The aim of this study is to screen and characterize indigenous bacterial strains for PHA production. This study also evaluates the feasibility for maximum PHA production and underlining its potentiality through varied screening techniques.

Materials and Methods

Isolation of indigenous bacterial strain
Soil samples (10g each) were collected from different location (Petrol station Soil, House Soil, Garden Soil and Agriculture waste) of Dammam city in Eastern regions of Saudi Arabia and stored in polyethylene bag. Approximately 1 g of the samples was dispersed in 99 ml of sterile distilled water, agitated gently for two min for soil suspension and finally warmed at 60°C for 60 minutes in water bath. Subsequently, the liquid portion of the soil suspension was serially diluted and finally spreaded on Nutrient agar medium containing (g/L), Peptone 5, beef 3, NaCl 5 and agar 15. Inoculated Plates were incubated at 28-37°C for 24-48 hours. Colonies with morphological characteristics were isolated, subcultured for further purification. Finally, uncontaminated cultures were subcultured on nutrient agar slants and reserved at 4°C for further analysis19.

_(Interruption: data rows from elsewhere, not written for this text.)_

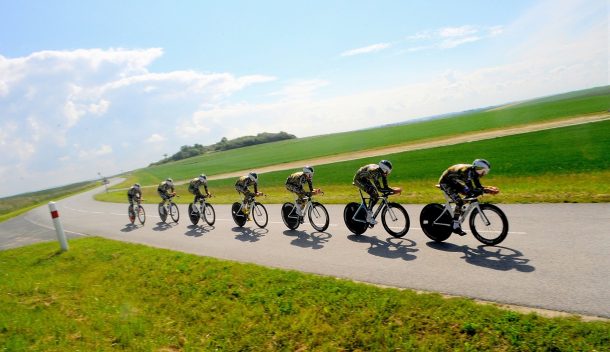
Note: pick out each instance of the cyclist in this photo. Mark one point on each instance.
(194, 187)
(166, 190)
(241, 186)
(367, 179)
(295, 183)
(134, 192)
(464, 179)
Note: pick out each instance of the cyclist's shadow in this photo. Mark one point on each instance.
(393, 248)
(497, 257)
(246, 234)
(197, 231)
(314, 240)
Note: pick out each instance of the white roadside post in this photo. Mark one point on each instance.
(61, 235)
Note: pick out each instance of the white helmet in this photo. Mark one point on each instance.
(386, 166)
(481, 166)
(308, 170)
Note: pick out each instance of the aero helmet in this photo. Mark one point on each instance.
(386, 166)
(481, 166)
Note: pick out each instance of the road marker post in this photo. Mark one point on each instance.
(61, 235)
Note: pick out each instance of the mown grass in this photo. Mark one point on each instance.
(19, 204)
(563, 106)
(568, 164)
(107, 295)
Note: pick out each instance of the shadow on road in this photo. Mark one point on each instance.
(246, 234)
(162, 226)
(492, 257)
(313, 240)
(393, 248)
(130, 227)
(197, 231)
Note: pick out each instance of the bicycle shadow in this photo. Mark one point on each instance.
(500, 258)
(162, 226)
(198, 231)
(246, 234)
(392, 248)
(314, 240)
(130, 227)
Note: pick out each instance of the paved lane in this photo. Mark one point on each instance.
(555, 257)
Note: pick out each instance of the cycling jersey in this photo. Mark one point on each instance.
(296, 182)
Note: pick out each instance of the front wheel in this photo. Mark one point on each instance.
(490, 225)
(359, 225)
(141, 214)
(395, 220)
(289, 216)
(174, 212)
(209, 215)
(318, 216)
(238, 216)
(259, 214)
(435, 222)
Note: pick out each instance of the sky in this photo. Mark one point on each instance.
(95, 88)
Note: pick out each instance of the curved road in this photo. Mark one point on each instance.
(555, 256)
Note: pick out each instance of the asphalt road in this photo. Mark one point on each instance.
(555, 257)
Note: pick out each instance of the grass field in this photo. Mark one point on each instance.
(15, 205)
(568, 164)
(551, 108)
(107, 295)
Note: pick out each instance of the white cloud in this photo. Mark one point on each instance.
(366, 50)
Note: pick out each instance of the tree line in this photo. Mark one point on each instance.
(187, 151)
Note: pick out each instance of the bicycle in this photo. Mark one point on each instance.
(488, 223)
(139, 213)
(316, 212)
(393, 215)
(167, 206)
(258, 212)
(204, 211)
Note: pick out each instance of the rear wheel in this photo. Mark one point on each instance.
(318, 216)
(289, 216)
(436, 227)
(209, 215)
(259, 214)
(141, 214)
(193, 213)
(359, 225)
(238, 216)
(490, 225)
(395, 220)
(174, 212)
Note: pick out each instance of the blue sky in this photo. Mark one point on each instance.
(111, 86)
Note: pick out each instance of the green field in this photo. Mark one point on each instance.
(568, 164)
(108, 295)
(568, 105)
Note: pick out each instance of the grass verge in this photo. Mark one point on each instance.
(105, 295)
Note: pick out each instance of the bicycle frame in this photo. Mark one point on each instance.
(363, 207)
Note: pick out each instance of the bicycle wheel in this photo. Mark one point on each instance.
(395, 220)
(259, 214)
(490, 226)
(209, 214)
(131, 214)
(238, 216)
(193, 214)
(162, 212)
(141, 214)
(174, 212)
(318, 216)
(359, 225)
(289, 216)
(436, 227)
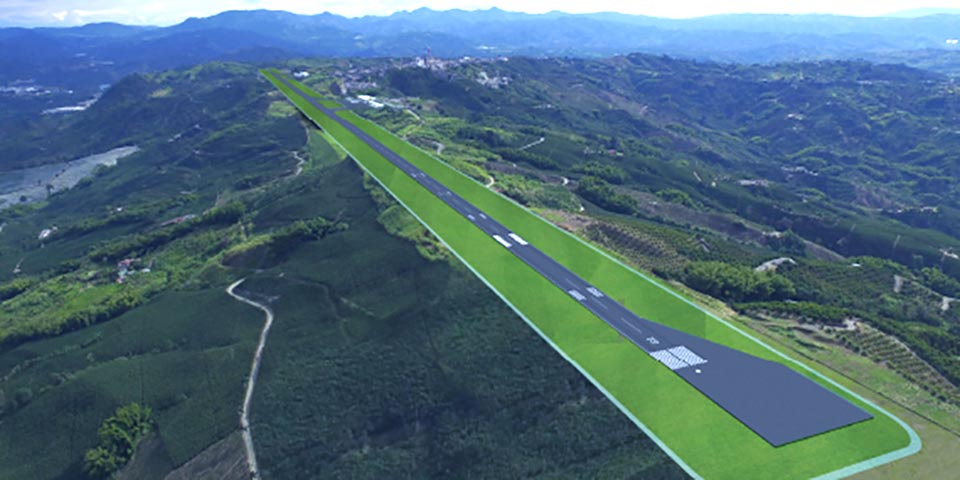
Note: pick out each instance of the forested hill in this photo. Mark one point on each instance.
(813, 147)
(82, 58)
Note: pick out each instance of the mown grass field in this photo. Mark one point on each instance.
(184, 354)
(690, 425)
(387, 362)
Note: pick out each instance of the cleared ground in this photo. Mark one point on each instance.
(690, 426)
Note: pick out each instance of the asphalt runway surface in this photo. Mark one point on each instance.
(777, 403)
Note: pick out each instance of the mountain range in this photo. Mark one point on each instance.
(93, 54)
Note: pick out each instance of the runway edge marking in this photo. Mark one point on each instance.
(913, 447)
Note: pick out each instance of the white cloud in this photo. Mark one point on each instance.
(72, 12)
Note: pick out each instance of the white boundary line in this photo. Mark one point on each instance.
(912, 448)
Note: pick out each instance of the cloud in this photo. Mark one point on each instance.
(155, 12)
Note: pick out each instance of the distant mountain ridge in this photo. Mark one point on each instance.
(104, 52)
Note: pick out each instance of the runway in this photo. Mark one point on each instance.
(777, 403)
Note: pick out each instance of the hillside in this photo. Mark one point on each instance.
(124, 302)
(831, 164)
(71, 64)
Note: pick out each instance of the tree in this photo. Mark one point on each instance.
(119, 435)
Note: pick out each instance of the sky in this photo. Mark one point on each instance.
(168, 12)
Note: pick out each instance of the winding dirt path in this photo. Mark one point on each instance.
(252, 380)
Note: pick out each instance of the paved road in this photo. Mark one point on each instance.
(774, 401)
(252, 467)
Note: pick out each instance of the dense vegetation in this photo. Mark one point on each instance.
(124, 303)
(737, 165)
(119, 436)
(422, 372)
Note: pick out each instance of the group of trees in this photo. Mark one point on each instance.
(305, 230)
(598, 191)
(118, 249)
(521, 156)
(610, 173)
(15, 287)
(119, 435)
(737, 283)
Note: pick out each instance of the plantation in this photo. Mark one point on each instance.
(578, 334)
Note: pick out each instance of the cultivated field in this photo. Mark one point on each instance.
(689, 425)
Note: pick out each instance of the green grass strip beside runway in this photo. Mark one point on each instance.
(704, 437)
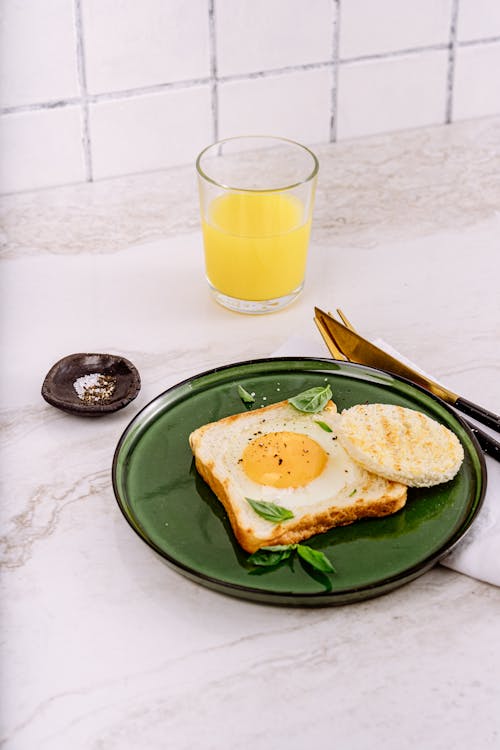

Screening of PHA production bacterial strain
Different types of biopolymer production media (M1,20 M2,21 and M3,22 were used for cultivation and PHAs production by different isolated strains, viz., M1 (g/L) Ammonium Sulfate 2.50, KH2PO4 1.50, Na2HPO4 3.50, MgSO4.7H2O 0.20, Glucose 20.00, Agar 20.00, Yeast extract traces and trace element solution (FeSO4.4H2O, CaCl2.2H2O, MnSO4.4H2O, ZnCl2 1 mM each)  1mL; M2 (g/L) Ammonium Sulfate 2.00, KH2PO4 6.67, (NH4)HPO4 4.00, MgSO4.7H2O 0.80, Glucose 20.00, Agar 20.00, and trace element solution (FeSO4.4H2O, CaCl2.2H2O, MnSO4.4H2O, ZnSO4.7H2O, CuSO4.5H2O, (NH4)Mo7O24, Na2B4O7.10H2O 1 mM each)  5mL; and M3 (g/L) Ammonium Sulfate 2.00, KH2PO4 0.50, MgSO4.7H2O 0.20, NaCl 0.10, Peptone 2.50, Glucose 20.00, Agar 20.00 and Yeast extract 20.00.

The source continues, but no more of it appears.